Artificial intelligence is often associated with language models, robotics, or financial forecasting. Yet one of its most consequential applications lies in biology.
Biological systems involve dynamic genetic and environmental interactions that challenge conventional modelling. This makes them fundamentally different from the structured, largely static environments in which many early AI systems were first developed.

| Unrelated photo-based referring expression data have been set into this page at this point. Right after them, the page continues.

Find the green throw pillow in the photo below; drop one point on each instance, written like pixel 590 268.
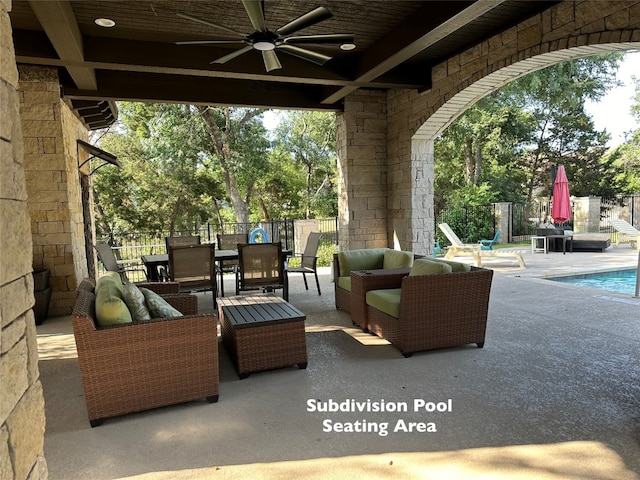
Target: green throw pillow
pixel 158 306
pixel 423 266
pixel 361 259
pixel 455 266
pixel 397 259
pixel 110 308
pixel 135 301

Nowhere is this complexity more visible than in agriculture.
According to the United Nations, global food demand is projected to rise by more than 50 percent by 2050 as the world’s population approaches 9.7 billion. At the same time, the conditions under which crops are grown are becoming less predictable. Across the European Union alone, extreme weather events now account for an average of around €28 billion in agricultural losses each year – roughly 6 percent of annual crop and livestock production – with further increases expected under continued warming.
This widening gap between rising demand and growing environmental volatility presents one of the defining challenges for modern agriculture. Crops must produce more food, often on the same land base, while facing increasing exposure to heatwaves, drought, floods, and shifting seasonal patterns. Improving productivity is no longer simply about maximising yield; it is about maintaining stability under stress.
Why Complex Traits Are Difficult to Improve
For decades, traditional plant breeding has relied on crossing plant varieties and selecting the best offspring over multiple generations. This approach has been highly successful and remains essential today. However, it works most efficiently when traits are relatively simple and global climate conditions, both present and future, are putting this model under strain.
Many important characteristics, such as yield stability or tolerance to heat, are influenced by multiple genes across different gene regulatory networks. Each gene may have a small effect, but collectively they shape the plant’s performance. In some cases, a single gene can influence multiple traits at once, meaning that improving one characteristic may unintentionally affect another. This creates inherent trade-offs that make targeted improvement more complex.
When traits are controlled by networks rather than single genes, progress through trial and error becomes slower. Improvements can take many breeding cycles, especially when environmental conditions are more variable and extreme.
Moving From Trial and Error to Prediction
Artificial intelligence changes not only the tools available to researchers, but also the way decisions are made in crop development. Rather than relying solely on visible outcomes after a growing season, AI allows scientists to explore probabilities before planting even begins.
By analysing patterns across historical performance data, genetic information, and environmental records, machine learning systems can identify genetic configurations that are more likely to succeed under defined conditions. This shifts crop development from observation alone toward informed anticipation.
The difference is subtle but important. Instead of asking, “Which plants survived?” researchers can ask, “Which genetic patterns are statistically associated with resilience?” That shift in perspective influences how experiments are designed and where effort is concentrated.
Integrating Data Across Biology and Environment
This more predictive approach depends on the depth and quality of available data. Modern crop research generates detailed information not only about genetic sequences, but also about plant growth, stress responses, and performance across locations and seasons.
Environmental conditions add another layer. Temperature, rainfall, soil variability, and seasonal timing all shape how plants develop. When these environmental signals are analysed alongside genetic information, a clearer picture of crop behaviour begins to emerge.
Machine learning tools can help connect these layers, revealing how plant performance shifts under different scenarios. A variety that appears stable under moderate heat, for example, may respond differently under prolonged extremes. Understanding these patterns requires examining biology and environment together rather than in isolation.
From Understanding to Application
Insights from data analysis must ultimately be tested in real plants. Advances in genome editing now allow researchers to modify multiple genes simultaneously. This makes it possible to explore how combinations of genetic changes affect complex traits.
However, editing alone does not guarantee improvement. Plants must be evaluated carefully under controlled conditions and in the field. Field trials remain essential because they reveal how crops behave in realistic farming environments. This principle informs our development approach, which integrates computational modelling, targeted genetic changes, and systematic phenotyping. Data from field performance can then be fed back into models, improving their accuracy over time and turning research into an ongoing learning process.
A Broader Shift in Crop Science
Global food demand continues to rise, even as the conditions under which crops are grown become less predictable. Developments in AI are reshaping how crop development can respond to this uncertainty. As environmental patterns grow more complex, the ability to analyse large, interconnected datasets and generate forward-looking insights becomes increasingly important. The future of crop improvement will depend not only on biological discovery, but on how effectively data-driven approaches help anticipate and adapt to change.